La finance est dans nos gênes. Nous sommes faits de la même matière que nos monnaies : la valeur. Nous éprouvons le réel et l’horizon à l’aune de nos crédits et débits. « J’achète donc je suis », « être ou ne pas être à découvert, telle est la question », « ce dont on ne peut rien dire, il faut le vendre »… Ainsi s’exprimait l’Homme de la finance, qui n’éprouve aucune retenue à recycler les aphorismes, tant que c'est gratuit.
Il ne faut pas se demander comment nous avons pu en arriver en arriver là. Les choses arrivent le plus souvent faute d’avoir rencontré un obstacle qui les devient de leur trajectoire. Par défaut, nous sommes condamnés à obéir à Galilée : le principe d’inertie pour les corps qui ne sont soumis à aucune force (indignation) particulière. Ainsi nous errons, puisque rien ne s’y oppose.
Pourtant, ce n’est pas ce qui était écrit au départ. Il y avait une attente. Presque une promesse que fit la finance à l’Homme rêvant d’un monde meilleur. Et il n’y a rien de pire que l’attente déçue, la promesse non tenue. Si la finance n’avait rien dit, on ne lui en tiendrait probablement pas rigueur. Mais quand on vend du rêve, il ne faut pas se plaindre de devoir rendre des comptes au réel.

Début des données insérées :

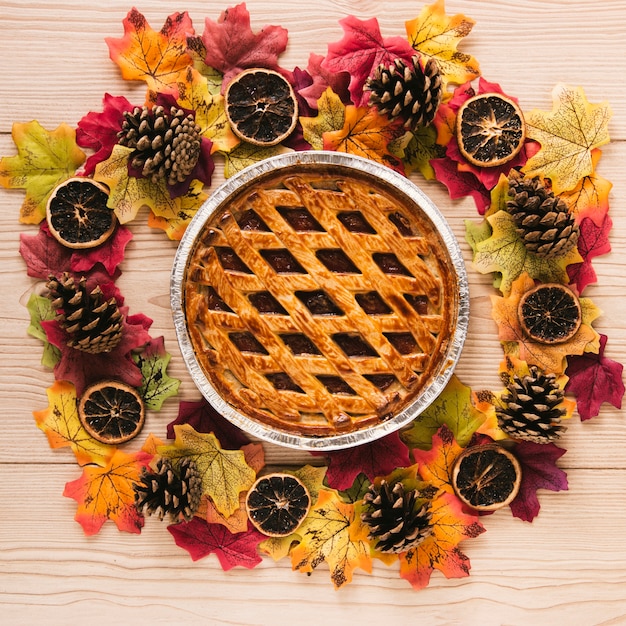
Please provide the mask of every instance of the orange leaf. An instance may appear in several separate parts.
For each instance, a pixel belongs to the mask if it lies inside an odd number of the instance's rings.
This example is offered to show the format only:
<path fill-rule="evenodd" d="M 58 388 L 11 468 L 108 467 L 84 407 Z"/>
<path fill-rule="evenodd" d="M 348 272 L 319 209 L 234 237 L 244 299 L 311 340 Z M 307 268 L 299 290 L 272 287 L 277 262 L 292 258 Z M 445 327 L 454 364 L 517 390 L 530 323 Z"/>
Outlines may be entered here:
<path fill-rule="evenodd" d="M 428 451 L 414 449 L 419 475 L 434 487 L 453 493 L 452 467 L 463 448 L 456 442 L 452 431 L 444 424 L 435 435 Z"/>
<path fill-rule="evenodd" d="M 317 101 L 317 115 L 300 118 L 304 140 L 310 143 L 314 150 L 322 150 L 324 133 L 341 130 L 344 127 L 345 118 L 345 104 L 331 87 L 327 87 Z"/>
<path fill-rule="evenodd" d="M 426 587 L 435 569 L 446 578 L 469 576 L 469 559 L 458 545 L 485 532 L 478 516 L 464 513 L 461 501 L 450 493 L 434 500 L 431 512 L 432 534 L 417 548 L 400 555 L 400 577 L 415 589 Z"/>
<path fill-rule="evenodd" d="M 153 91 L 168 91 L 184 79 L 192 58 L 187 53 L 187 36 L 193 35 L 187 13 L 174 13 L 157 32 L 137 9 L 124 18 L 124 36 L 107 37 L 111 60 L 119 65 L 126 80 L 143 80 Z"/>
<path fill-rule="evenodd" d="M 80 478 L 65 485 L 63 495 L 78 502 L 74 519 L 86 535 L 95 535 L 107 520 L 119 530 L 141 532 L 144 519 L 135 507 L 133 485 L 151 458 L 145 452 L 116 450 L 104 467 L 89 465 Z"/>
<path fill-rule="evenodd" d="M 196 515 L 203 517 L 209 524 L 221 524 L 233 533 L 244 533 L 248 530 L 248 514 L 246 513 L 246 494 L 239 494 L 239 508 L 228 517 L 222 515 L 210 498 L 202 498 Z"/>
<path fill-rule="evenodd" d="M 76 390 L 67 380 L 57 380 L 46 390 L 48 408 L 34 411 L 37 426 L 46 433 L 51 448 L 70 447 L 79 465 L 104 465 L 111 446 L 96 441 L 83 428 L 78 418 Z"/>

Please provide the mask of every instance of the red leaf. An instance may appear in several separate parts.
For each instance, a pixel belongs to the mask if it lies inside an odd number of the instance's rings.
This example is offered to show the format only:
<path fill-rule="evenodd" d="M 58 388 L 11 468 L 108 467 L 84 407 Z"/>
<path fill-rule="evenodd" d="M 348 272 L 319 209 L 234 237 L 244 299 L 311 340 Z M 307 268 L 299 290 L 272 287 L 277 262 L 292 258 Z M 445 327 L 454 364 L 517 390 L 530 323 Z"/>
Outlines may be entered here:
<path fill-rule="evenodd" d="M 242 70 L 265 67 L 279 70 L 278 56 L 287 47 L 287 31 L 281 26 L 265 26 L 258 33 L 250 28 L 245 3 L 226 9 L 217 22 L 206 19 L 202 42 L 205 63 L 222 74 L 222 88 Z"/>
<path fill-rule="evenodd" d="M 314 453 L 316 456 L 321 454 Z M 411 465 L 409 449 L 400 441 L 398 433 L 362 446 L 325 453 L 324 456 L 328 457 L 328 485 L 338 490 L 349 489 L 360 473 L 373 482 L 377 476 L 385 476 L 398 467 Z"/>
<path fill-rule="evenodd" d="M 118 226 L 113 236 L 97 248 L 76 251 L 70 260 L 72 272 L 85 273 L 102 263 L 109 276 L 113 276 L 117 266 L 124 260 L 124 251 L 133 233 L 125 226 Z"/>
<path fill-rule="evenodd" d="M 350 74 L 348 72 L 330 71 L 324 67 L 323 63 L 323 56 L 314 53 L 309 55 L 309 64 L 306 69 L 311 76 L 312 83 L 300 88 L 298 93 L 314 111 L 317 110 L 317 101 L 328 87 L 341 98 L 344 104 L 350 104 L 350 93 L 348 92 Z"/>
<path fill-rule="evenodd" d="M 96 150 L 84 165 L 86 176 L 93 174 L 96 165 L 111 156 L 124 121 L 124 112 L 135 108 L 124 96 L 108 93 L 104 94 L 102 103 L 102 112 L 90 111 L 78 122 L 76 129 L 76 143 L 82 148 Z"/>
<path fill-rule="evenodd" d="M 622 408 L 624 366 L 604 356 L 607 336 L 600 335 L 598 354 L 585 352 L 581 356 L 567 359 L 565 374 L 569 380 L 565 391 L 576 397 L 578 413 L 582 421 L 595 417 L 600 412 L 603 402 Z"/>
<path fill-rule="evenodd" d="M 595 283 L 596 272 L 591 266 L 591 259 L 611 251 L 609 232 L 613 222 L 608 215 L 604 216 L 602 224 L 596 226 L 591 218 L 584 218 L 580 223 L 580 237 L 578 238 L 578 251 L 584 259 L 582 263 L 574 263 L 567 266 L 567 274 L 570 282 L 576 285 L 578 293 L 582 293 L 587 285 Z"/>
<path fill-rule="evenodd" d="M 72 251 L 62 246 L 42 222 L 36 235 L 20 233 L 20 254 L 29 276 L 47 280 L 50 274 L 56 276 L 67 270 Z"/>
<path fill-rule="evenodd" d="M 456 161 L 449 157 L 431 159 L 430 164 L 435 170 L 435 176 L 443 183 L 453 200 L 472 196 L 476 208 L 481 215 L 485 214 L 491 204 L 491 195 L 484 185 L 471 172 L 459 172 Z"/>
<path fill-rule="evenodd" d="M 261 561 L 257 546 L 267 537 L 254 529 L 231 533 L 222 524 L 208 524 L 194 517 L 190 522 L 168 526 L 177 546 L 189 552 L 193 561 L 213 553 L 224 571 L 241 565 L 252 569 Z"/>
<path fill-rule="evenodd" d="M 369 92 L 364 92 L 363 87 L 372 72 L 381 63 L 390 65 L 397 58 L 409 62 L 415 50 L 404 37 L 383 39 L 375 17 L 362 21 L 354 15 L 348 15 L 339 23 L 343 27 L 344 37 L 341 41 L 329 44 L 328 56 L 322 67 L 331 72 L 348 72 L 352 102 L 357 107 L 363 106 L 369 98 Z"/>
<path fill-rule="evenodd" d="M 513 453 L 522 466 L 522 483 L 515 500 L 511 502 L 511 512 L 525 522 L 532 522 L 540 508 L 538 489 L 567 490 L 567 475 L 556 466 L 556 461 L 565 454 L 565 450 L 553 443 L 521 441 L 515 445 Z"/>

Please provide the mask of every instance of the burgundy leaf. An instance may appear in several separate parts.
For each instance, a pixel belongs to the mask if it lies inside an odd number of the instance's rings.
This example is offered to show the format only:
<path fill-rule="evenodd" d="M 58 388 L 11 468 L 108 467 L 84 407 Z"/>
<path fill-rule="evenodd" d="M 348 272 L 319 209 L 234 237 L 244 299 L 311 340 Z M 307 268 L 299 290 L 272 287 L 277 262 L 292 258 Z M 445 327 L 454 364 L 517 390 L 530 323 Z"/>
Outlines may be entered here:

Ce que la finance aurait pu
La finance aurait pu nous rendre la vie plus facile. L’hostilité du monde semblait une forteresse imprenable, le risque sauvage tellement difficile à apprivoiser. Comment l’Homme allait – il pouvoir survivre aussi longtemps ? Résister au présent ne suffisait pas. Il fallait pouvoir imaginer demain. Dresser un inventaire des possibles, choisir parmi ceux les plus désirables, mobiliser alors les ressources nécessaires pour que chacun puisse tendre vers un monde meilleur, ou plutôt l’idée qu’il s’en faisait. Pour toutes ces raisons, la finance semblait un outil pratique, utile, efficace. La finance apparaissait comme un sas entre l’impossible et le « pourquoi pas ». Un pont entre l’idée et le projet. Voire le pont – levis de René Char permettant à des Hommes aux préférences divergentes d’imaginer un langage commun, la finance, afin de produire les conditions favorables à l’échange de bons procédés. Raté.

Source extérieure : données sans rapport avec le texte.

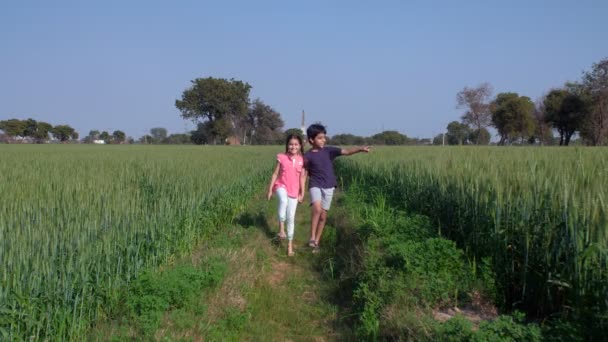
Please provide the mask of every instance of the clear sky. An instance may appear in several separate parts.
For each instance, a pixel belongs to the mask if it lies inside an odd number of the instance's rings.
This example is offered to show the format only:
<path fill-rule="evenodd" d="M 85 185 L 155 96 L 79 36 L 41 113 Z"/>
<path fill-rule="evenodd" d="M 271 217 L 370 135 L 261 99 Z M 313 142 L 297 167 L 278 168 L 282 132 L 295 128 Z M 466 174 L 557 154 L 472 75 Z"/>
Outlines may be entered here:
<path fill-rule="evenodd" d="M 0 3 L 0 120 L 81 136 L 193 125 L 175 100 L 235 78 L 286 128 L 431 137 L 456 93 L 535 100 L 608 57 L 608 1 L 17 1 Z"/>

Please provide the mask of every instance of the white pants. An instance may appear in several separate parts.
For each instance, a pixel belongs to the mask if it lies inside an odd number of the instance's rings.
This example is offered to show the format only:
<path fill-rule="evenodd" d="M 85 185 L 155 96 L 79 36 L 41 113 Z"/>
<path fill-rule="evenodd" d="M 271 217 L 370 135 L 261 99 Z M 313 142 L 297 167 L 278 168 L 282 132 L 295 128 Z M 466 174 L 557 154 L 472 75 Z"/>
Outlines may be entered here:
<path fill-rule="evenodd" d="M 296 208 L 298 207 L 298 199 L 287 196 L 285 188 L 278 188 L 276 191 L 279 198 L 279 221 L 286 222 L 287 240 L 293 240 L 294 221 L 296 218 Z"/>

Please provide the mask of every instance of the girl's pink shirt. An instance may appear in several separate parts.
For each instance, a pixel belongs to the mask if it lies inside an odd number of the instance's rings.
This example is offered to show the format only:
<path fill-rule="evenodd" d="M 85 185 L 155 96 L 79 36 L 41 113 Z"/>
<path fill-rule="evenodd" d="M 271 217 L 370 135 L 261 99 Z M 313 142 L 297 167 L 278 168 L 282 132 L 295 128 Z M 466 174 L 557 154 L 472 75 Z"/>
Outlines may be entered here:
<path fill-rule="evenodd" d="M 304 159 L 302 155 L 291 156 L 287 153 L 277 154 L 279 162 L 279 177 L 274 182 L 274 189 L 285 188 L 287 196 L 291 198 L 298 197 L 300 192 L 300 175 L 304 167 Z"/>

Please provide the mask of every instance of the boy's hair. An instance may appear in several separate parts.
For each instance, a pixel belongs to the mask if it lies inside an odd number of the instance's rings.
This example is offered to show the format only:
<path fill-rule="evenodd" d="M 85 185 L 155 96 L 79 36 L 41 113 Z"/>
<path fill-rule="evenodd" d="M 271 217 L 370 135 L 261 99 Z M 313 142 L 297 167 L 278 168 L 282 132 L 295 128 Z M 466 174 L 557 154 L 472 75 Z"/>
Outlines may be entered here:
<path fill-rule="evenodd" d="M 308 141 L 312 142 L 312 140 L 314 140 L 314 138 L 320 133 L 327 134 L 325 126 L 321 124 L 312 124 L 308 126 L 308 129 L 306 130 L 306 137 L 308 137 Z"/>
<path fill-rule="evenodd" d="M 289 142 L 291 139 L 298 139 L 298 142 L 300 142 L 300 153 L 304 154 L 304 143 L 302 141 L 302 137 L 298 134 L 287 135 L 287 139 L 285 139 L 285 153 L 289 152 Z"/>

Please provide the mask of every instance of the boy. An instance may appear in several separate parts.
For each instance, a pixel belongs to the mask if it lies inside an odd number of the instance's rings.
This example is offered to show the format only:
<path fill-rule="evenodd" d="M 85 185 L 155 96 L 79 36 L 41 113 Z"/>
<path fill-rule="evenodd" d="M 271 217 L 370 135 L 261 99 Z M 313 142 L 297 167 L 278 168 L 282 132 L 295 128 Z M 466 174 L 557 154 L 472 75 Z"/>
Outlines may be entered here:
<path fill-rule="evenodd" d="M 308 142 L 312 149 L 304 154 L 304 172 L 300 184 L 304 188 L 306 177 L 310 176 L 308 185 L 310 191 L 310 205 L 312 206 L 310 240 L 308 245 L 313 247 L 313 253 L 319 252 L 319 242 L 325 228 L 327 211 L 331 206 L 331 199 L 338 182 L 334 174 L 333 160 L 339 156 L 350 156 L 359 152 L 369 152 L 369 147 L 354 147 L 340 149 L 325 146 L 327 131 L 319 124 L 313 124 L 306 130 Z"/>

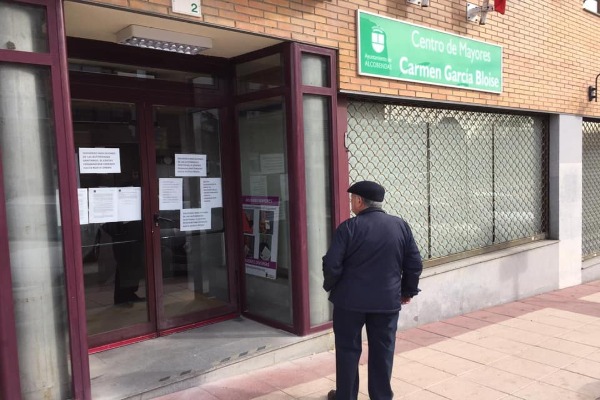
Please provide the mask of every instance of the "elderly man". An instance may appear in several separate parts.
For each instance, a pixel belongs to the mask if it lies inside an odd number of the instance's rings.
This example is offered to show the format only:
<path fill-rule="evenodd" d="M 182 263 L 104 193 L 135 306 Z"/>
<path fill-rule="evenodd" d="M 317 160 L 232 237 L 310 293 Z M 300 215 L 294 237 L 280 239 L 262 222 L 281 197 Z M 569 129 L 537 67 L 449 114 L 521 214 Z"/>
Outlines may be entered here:
<path fill-rule="evenodd" d="M 323 288 L 333 303 L 336 390 L 328 400 L 356 400 L 362 328 L 369 344 L 369 397 L 391 400 L 398 316 L 419 292 L 421 255 L 408 224 L 381 209 L 385 189 L 361 181 L 348 189 L 356 215 L 337 228 L 323 257 Z"/>

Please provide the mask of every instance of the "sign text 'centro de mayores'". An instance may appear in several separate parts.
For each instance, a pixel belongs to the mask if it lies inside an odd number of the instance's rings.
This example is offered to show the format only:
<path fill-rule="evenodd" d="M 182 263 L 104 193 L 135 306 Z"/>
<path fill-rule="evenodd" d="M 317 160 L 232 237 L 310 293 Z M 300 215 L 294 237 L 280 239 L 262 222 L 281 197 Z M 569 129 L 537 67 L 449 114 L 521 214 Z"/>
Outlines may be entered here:
<path fill-rule="evenodd" d="M 502 47 L 358 11 L 358 73 L 502 92 Z"/>

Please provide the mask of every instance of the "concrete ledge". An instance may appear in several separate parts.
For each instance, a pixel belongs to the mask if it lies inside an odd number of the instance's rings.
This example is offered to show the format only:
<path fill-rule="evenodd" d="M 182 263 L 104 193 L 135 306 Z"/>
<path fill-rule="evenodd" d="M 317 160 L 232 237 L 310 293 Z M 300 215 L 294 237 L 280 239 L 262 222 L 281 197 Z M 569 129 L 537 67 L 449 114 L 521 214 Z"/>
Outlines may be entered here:
<path fill-rule="evenodd" d="M 591 282 L 600 279 L 600 256 L 585 260 L 581 264 L 581 282 Z"/>
<path fill-rule="evenodd" d="M 540 240 L 427 268 L 402 308 L 408 329 L 558 289 L 559 241 Z"/>

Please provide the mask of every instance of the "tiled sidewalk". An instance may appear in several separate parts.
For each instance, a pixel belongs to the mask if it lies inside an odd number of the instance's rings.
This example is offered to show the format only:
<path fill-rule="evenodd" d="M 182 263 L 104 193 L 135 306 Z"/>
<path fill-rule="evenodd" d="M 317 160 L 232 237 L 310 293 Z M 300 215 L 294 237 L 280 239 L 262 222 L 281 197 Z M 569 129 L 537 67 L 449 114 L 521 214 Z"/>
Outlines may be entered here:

La finance aurait pu nous rendre la vie plus compréhensible. Les achats, les ventes, les profits, les faillites, les embauches, les licenciements, les cycles économiques, les exubérances des marchés. Toute ces faits sont – ils intelligibles ? Oui, nécessairement, pensa la finance. Car les faits qui ne sont pas intelligibles ne peuvent pas se produire. Ils sont récusés d’office par un axiome qui résume tous les autres : « si tu as le choix entre 1 pack de bières et 2 packs de bières, pour le même prix, tu choisiras toujours les 2 packs de bières ». Inutile de préciser que ce qui fonctionne pour le pack de bières, fonctionne aussi pour le paquet de cigarette, le café, le PQ. Parmi tous les faits possibles, seuls les faits rationnels devaient être observés. Comme si l’irrationnel était inhibé par la finance, bouté sur le bas côté par le bon sens de l’Homo economicus. Encore raté.

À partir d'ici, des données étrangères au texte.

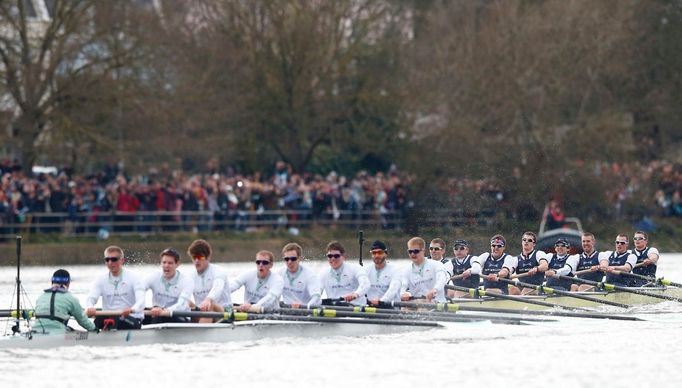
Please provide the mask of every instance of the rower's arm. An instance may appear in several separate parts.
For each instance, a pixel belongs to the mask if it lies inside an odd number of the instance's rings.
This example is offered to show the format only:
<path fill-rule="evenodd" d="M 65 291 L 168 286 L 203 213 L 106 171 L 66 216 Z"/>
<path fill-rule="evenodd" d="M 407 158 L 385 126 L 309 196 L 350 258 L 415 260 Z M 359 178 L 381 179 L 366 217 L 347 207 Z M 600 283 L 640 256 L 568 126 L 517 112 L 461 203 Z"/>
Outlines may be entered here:
<path fill-rule="evenodd" d="M 364 268 L 360 267 L 355 276 L 356 279 L 358 279 L 358 288 L 356 288 L 353 292 L 357 294 L 358 297 L 367 295 L 367 291 L 369 291 L 369 288 L 372 286 L 372 284 L 369 282 L 367 272 L 365 272 Z"/>
<path fill-rule="evenodd" d="M 400 282 L 400 276 L 398 274 L 393 274 L 391 277 L 391 283 L 388 285 L 388 290 L 386 290 L 386 293 L 379 299 L 382 302 L 391 302 L 394 300 L 395 296 L 398 295 L 398 292 L 400 292 L 400 285 L 402 283 Z"/>
<path fill-rule="evenodd" d="M 271 273 L 270 282 L 270 291 L 255 303 L 258 306 L 278 306 L 277 302 L 279 301 L 280 296 L 282 296 L 282 289 L 284 289 L 284 280 L 278 274 Z"/>
<path fill-rule="evenodd" d="M 575 269 L 578 268 L 578 260 L 580 260 L 578 255 L 569 256 L 568 259 L 566 259 L 566 264 L 555 271 L 556 274 L 566 276 L 569 273 L 575 271 Z"/>
<path fill-rule="evenodd" d="M 483 270 L 483 265 L 485 264 L 485 260 L 487 259 L 487 257 L 483 258 L 481 256 L 477 256 L 477 257 L 471 259 L 471 274 L 472 275 L 480 275 L 481 271 Z"/>
<path fill-rule="evenodd" d="M 649 248 L 649 254 L 647 254 L 647 258 L 651 260 L 651 264 L 656 264 L 656 262 L 658 262 L 659 257 L 660 256 L 658 255 L 658 249 Z"/>
<path fill-rule="evenodd" d="M 308 288 L 308 295 L 310 295 L 310 300 L 308 301 L 308 308 L 311 306 L 319 306 L 322 304 L 322 286 L 320 285 L 320 278 L 315 274 L 308 276 L 306 279 L 306 284 Z"/>
<path fill-rule="evenodd" d="M 69 314 L 76 319 L 76 322 L 78 322 L 78 324 L 87 331 L 95 331 L 97 329 L 95 324 L 85 315 L 85 312 L 83 311 L 78 299 L 76 299 L 76 297 L 71 293 L 64 294 L 64 297 L 69 303 Z"/>
<path fill-rule="evenodd" d="M 180 284 L 180 295 L 178 295 L 178 301 L 166 308 L 168 311 L 188 311 L 189 302 L 194 292 L 194 281 L 191 278 L 183 277 L 182 283 Z"/>
<path fill-rule="evenodd" d="M 135 284 L 133 284 L 133 292 L 135 293 L 135 304 L 130 306 L 130 309 L 134 313 L 142 313 L 144 312 L 144 305 L 147 299 L 145 295 L 147 289 L 144 286 L 144 282 L 137 280 Z"/>

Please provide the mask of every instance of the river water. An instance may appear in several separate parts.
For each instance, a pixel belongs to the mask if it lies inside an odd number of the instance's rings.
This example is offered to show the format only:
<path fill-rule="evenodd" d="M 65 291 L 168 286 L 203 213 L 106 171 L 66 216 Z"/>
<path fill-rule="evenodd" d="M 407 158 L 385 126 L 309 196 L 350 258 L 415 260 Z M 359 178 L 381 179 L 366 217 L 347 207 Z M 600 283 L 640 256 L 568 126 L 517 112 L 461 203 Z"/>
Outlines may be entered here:
<path fill-rule="evenodd" d="M 219 264 L 230 278 L 252 263 Z M 281 265 L 281 263 L 280 263 Z M 326 263 L 308 263 L 322 269 Z M 140 274 L 152 265 L 131 265 Z M 67 267 L 81 301 L 102 266 Z M 22 269 L 35 300 L 55 268 Z M 181 271 L 193 268 L 183 265 Z M 659 275 L 682 281 L 682 254 L 663 254 Z M 9 308 L 16 269 L 0 267 L 0 308 Z M 15 296 L 16 298 L 16 296 Z M 235 302 L 242 294 L 233 295 Z M 682 383 L 682 304 L 623 312 L 645 322 L 560 319 L 532 325 L 450 324 L 446 329 L 369 337 L 264 338 L 226 344 L 0 350 L 0 386 L 249 387 L 614 387 Z M 0 321 L 0 330 L 5 323 Z"/>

Enfin, la finance aurait pu nous rendre la vie plus stimulante. Au départ, il fut pensé que la page blanche de l’Homme de la finance était probablement le symptôme d’une profonde inspiration, devant tôt ou tard accoucher d’un chef d’œuvre. Il ne fut pas loin d’avoir le dernier mot, puisque l’Homo economicus qui jaillît alors des coups de massette du sculpteur semblait bien le délivrer d’un certain obscurantisme, comme s’il était là depuis le départ. Mais en vérité, la finance académique était juste en train de sculpter l’homo economicus à l’image de celui qu’elle imaginait, victime d’une forme d’idiotisme de métier. L’homo economicus était un peu la fleur de Mallarmé dans « Crise des vers », l’idée même de l’Homme parfait, mais absente de tous les bouquets car elle / il n’existe pas. Dès le départ on aurait dû se méfier : « l’œuvre d’art est une idée qu’on exagère », André Gide. Toujours raté.
Rater n’est pas une tare, à condition d’en tirer des leçons. La finance a beaucoup d’ambition, mais elle reste à ce jour inachevée, voire égarée. Il lui reste à « dompter par les vigueurs de la preuve les impatiences de l’intuition ». Claude Hagège.